Dr. Helwany has 20 years of teaching and research experience in the geotechnical engineering area. He taught courses in various areas of civil engineering including statics, dynamics, structural analysis, soil mechanics, foundation engineering, advanced foundation engineering, advanced soil mechanics, soil-structure interaction, soil modeling, finite element method in geotechnical engineering, designing with geosynthetics, and even fluid mechanics! He enjoys teaching as well as research.
Soil-structure interaction is Dr. Helwany’s main area of research and he has performed many funded interdisciplinary research projects related to soil reinforcement, soil dynamics, soil-structure interaction with high-rate loading conditions. He is currently working on near-surface geothermal energy where he is the Principal Investigator of a fundamental research project on the effects of heat cycles, caused by energy piles, on soil strength and on soil-pile interface strength (funded by the National Science Foundation). He is also investigating the use of a new type of energy piles as a storage medium for wind and solar energy associated with microgrids (funded by Research Growth Initiatives-UWM). Both projects are being done in collaboration with his UWM associates from the electrical engineering department and the mechanical engineering. The projects also include collaboration with faculty from EPFL-Switzerland, University of Alaska, and Virginia Tech. He has also conducted research on a new pile foundation system for "Mega" tubular wind towers (funded by We Energies).

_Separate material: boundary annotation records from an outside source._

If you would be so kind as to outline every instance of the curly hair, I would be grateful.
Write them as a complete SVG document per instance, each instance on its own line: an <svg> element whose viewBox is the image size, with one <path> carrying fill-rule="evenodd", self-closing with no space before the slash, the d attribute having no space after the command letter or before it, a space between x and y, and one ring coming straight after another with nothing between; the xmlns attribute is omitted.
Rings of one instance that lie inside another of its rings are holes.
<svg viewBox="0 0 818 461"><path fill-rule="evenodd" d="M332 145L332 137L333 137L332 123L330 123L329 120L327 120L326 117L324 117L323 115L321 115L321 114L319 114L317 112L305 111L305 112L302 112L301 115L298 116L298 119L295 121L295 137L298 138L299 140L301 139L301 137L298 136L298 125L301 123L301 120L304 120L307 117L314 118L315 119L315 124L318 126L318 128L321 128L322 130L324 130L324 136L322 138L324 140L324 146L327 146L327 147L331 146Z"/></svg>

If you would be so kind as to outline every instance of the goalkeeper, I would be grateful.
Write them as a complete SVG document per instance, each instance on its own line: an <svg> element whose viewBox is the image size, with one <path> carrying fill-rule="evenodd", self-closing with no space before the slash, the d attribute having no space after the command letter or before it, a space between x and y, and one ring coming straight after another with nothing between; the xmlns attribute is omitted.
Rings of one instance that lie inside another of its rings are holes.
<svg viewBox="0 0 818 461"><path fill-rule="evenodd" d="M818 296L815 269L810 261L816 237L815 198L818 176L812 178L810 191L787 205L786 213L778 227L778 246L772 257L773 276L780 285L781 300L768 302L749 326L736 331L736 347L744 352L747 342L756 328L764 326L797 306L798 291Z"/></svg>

Dr. Helwany is the author of Applied Soil Mechanics with Abaqus Applications. The book shows how to apply the finite element method to solve soil mechanics problems. He has used these principles in pragmatic solutions in conjunction with projects run by the Air Force Office for Scientific Research (AFOSR), the Wisconsin Department of Transportation (WisDOT), the National Cooperative Highway Research Program (NCHRP), and the National Science Foundation (NSF).